What is the difference between Go's multithreading approach and other approaches, such as pthread, boost::thread or Java Threads?
Quoted from Day 3 Tutorial <- read this for more information.
Goroutines are multiplexed as needed onto system threads. When a goroutine executes a blocking system call, no other goroutine is blocked.
We will do the same for CPU-bound goroutines at some point, but for now, if you want user-level parallelism you must set $GOMAXPROCS. or call runtime.GOMAXPROCS(n).
A goroutine does not necessarily correspond to an OS thread. It can have smaller initial stack size and the stack will grow as needed.
Multiple gorouitines may be multiplexed into a single thread when needed.
More importantly, the concept is as outlined above, that a goroutine is a sequential program that may block itself but does not block other goroutines.
Goroutines is implemented as pthreads in gccgo, so it can be identical to OS thread, too. It's separating the concept of OS thread and our thinking of multithreading when programming.
In the reference compilers (5g/6g/8g), the master scheduler (src/pkg/runtime/proc.c) creates N OS threads, where N is controlled by runtime.GOMAXPROCS(n) (default 1). Each scheduler thread pulls a new goroutine off the master list and starts running it. The goroutine(s) will continue to run until a syscall is made (e.g. printf) or an operation on a channel is made, at which point the scheduler will grab the next goroutine and run it from the point at which it left off (see gosched() calls in src/pkg/runtime/chan.c).
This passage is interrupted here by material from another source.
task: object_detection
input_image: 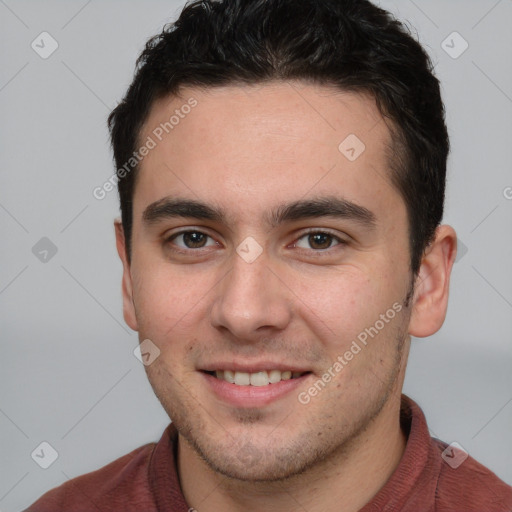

The scheduling, for all intents and purposes, is implemented with coroutines. The same functionality could be written in straight C using setjmp() and longjmp(), Go (and other languages that implement lightweight/green threads) are just automating the process for you.
The upside to lightweight threads is since it's all userspace, creating a "thread" is very cheap (allocating a small default stack) and can be very efficient due to the inherent structure of how the threads talk to eachother. The downside is that they are not true threads which means a single lightweight thread can block the entire program, even when it appears all the threads should be running concurrently.